Is it possible to write a filesystem for Windows in pure usermode, or more specifically purely in managed code? I am thinking of something very similar to GMAILFS. Excluding what it is doing under the covers (GMAIL, Amazon, etc..) the main goal would be to provide a drive letter and support all of the basic file operations, and possibly even adding my own structures for storing metadata, etc..
Windows provides several approaches to building a user-mode file system for different purposes, depending on your storage location and features that you need to support. Two of them, Projected File System API and Cloud Files API were recently provided as part of the Windows 10 updates.
Projected File System API is designed to represent some hierarchical data, such as for example Windows Registry, in the form of a file system. Unlike Cloud Files (see below) it does not provide any information about file status and hides the fact that this is not the “real” file system. Example.
Cloud Sync Engine API (Cloud Files API, Cloud Filter API) is used in OneDrive on Windows 10 under the hood. It provides folder content loading during the first request, on-demand files content loading in several different modes, and offline files support. It integrates directly into Windows File Manager and Windows Notification Center and provides file status (offline, in-sync, conflict, pinned) and file content transfer progress. The Cloud Files API runs under regular user permissions and does not require admin privileges for file system mounting or any API calls. Example.

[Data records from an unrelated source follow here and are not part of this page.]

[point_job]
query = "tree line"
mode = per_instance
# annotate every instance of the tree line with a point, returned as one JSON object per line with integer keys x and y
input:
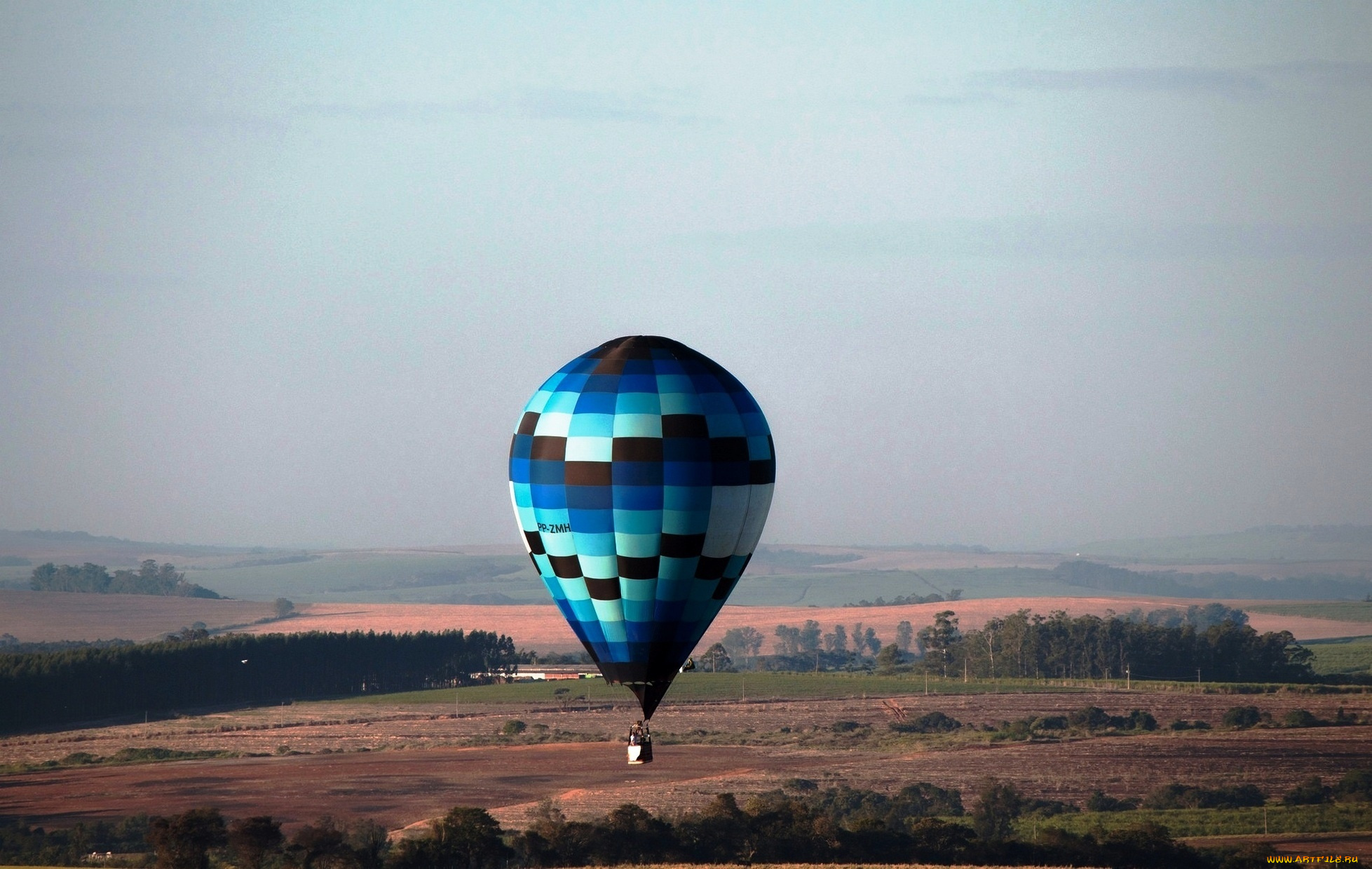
{"x": 238, "y": 669}
{"x": 1175, "y": 584}
{"x": 1162, "y": 644}
{"x": 151, "y": 579}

While Shell Namespace Extension is not a real file system, in many cases you will use it to extend the functionality of the Projected File System and Cloud Files API. For example, you will it to add custom commands to context menus in Windows File Manager as well as you can create nodes that look and behave like a real file system (again, applications would not be able to read or write to such nodes, this is just a user interface). Cloud Files API is using a namespace extension to show your sync root at the top level in Windows File Manager.